We are pretty sure he was the brother to the first kitten we found. THey had identical shaped heads and same little teensy smidge of white on their belly, and the two cans of food, it seemed clear someone had dropped them there, knowing full well that a bunch of crazy cat ladies worked at that school. He was estimated to be about 5-6 months old, so he wasn't a little kitten, but still very much a curtain climbing, silly kitten.


----------



## Jkitty (Aug 8, 2013)

I have only ever found and kept one kitten...Spike 

I was driving home from my boyfriends house (now my husband) at dusk one summer evening and I stopped at a busy intersection at a stop light. While waiting, I thought I saw something in the ditch next to me, but I brushed it off as trash. A car sped by and I saw the shape move, and at that moment my light turned green. Once I was able to turn around, I pulled into the parking lot attached to the ditch and immediately started running toward the kitten. Realizing that I might be frightening him into oncoming traffic I stopped, knelt down and started calling him. I have never seen a kitten run so fast into my arms  I had my toy poodle with me who loves cats, but Spike wasn't so sure of her and hissed at her from the dashboard the whole way home. He was almost hairless, way too thin, and riddled with fleas. Before I had the chance to get him food, he was hunting beetles down in my garage and crunching on them...probably how he had been surviving. I fed him, and gave him a couple of flea baths (the water was brown from so much dried blood...poor thing), and the tiny little hairless kitten is now a 25 pound maine ****! He got his name from the few spikes of hair he had on his neck when I found him.
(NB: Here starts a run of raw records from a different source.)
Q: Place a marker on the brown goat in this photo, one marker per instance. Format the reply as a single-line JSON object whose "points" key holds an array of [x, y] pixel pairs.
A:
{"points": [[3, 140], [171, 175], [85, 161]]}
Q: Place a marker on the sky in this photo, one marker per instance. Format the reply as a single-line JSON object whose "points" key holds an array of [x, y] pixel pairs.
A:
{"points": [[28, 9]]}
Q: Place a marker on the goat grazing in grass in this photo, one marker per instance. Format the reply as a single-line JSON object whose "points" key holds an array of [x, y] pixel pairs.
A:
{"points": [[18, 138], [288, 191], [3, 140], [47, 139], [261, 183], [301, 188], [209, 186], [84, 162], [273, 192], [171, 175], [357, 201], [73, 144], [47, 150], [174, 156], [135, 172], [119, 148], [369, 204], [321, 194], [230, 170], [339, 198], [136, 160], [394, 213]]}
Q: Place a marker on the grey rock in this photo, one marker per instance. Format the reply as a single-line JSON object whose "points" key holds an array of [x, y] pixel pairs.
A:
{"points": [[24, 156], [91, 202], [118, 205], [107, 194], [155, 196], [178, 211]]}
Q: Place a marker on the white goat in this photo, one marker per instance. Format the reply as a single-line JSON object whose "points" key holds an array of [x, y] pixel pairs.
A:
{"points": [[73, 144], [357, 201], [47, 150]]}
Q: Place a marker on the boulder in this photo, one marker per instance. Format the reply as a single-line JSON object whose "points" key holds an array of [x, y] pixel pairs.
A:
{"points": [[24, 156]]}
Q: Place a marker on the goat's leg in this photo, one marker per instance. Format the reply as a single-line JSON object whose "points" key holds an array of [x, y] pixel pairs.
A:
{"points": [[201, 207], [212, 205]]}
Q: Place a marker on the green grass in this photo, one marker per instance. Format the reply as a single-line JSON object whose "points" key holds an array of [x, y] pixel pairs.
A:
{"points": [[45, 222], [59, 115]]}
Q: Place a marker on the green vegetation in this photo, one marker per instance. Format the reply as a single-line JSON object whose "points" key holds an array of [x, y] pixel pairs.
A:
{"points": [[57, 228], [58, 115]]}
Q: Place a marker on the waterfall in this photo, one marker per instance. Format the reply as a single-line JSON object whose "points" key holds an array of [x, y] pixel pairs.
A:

He is still a happy healthy, and SWEET boy! So thankful I found him...


----------



## tezster (Jun 4, 2013)

howsefrau32 said:


> Well, sure, any chance to talk about my babies  Stephano was my most recent kitty story, so I will tell his.


I love this story!


----------



## MowMow (Nov 6, 2010)

They *ALL* melt my heart... but the one that won out was Book. I felt so bad for him when they said he was at the shelter for months longer than his siblings just because he was black. When I met him he didn't even seem to expect any attention... just looked resigned. Until we started to pet him and then he turned into a tiny little diesel engine. 

Two years later and I still say he was the best mistake I ever made.


----------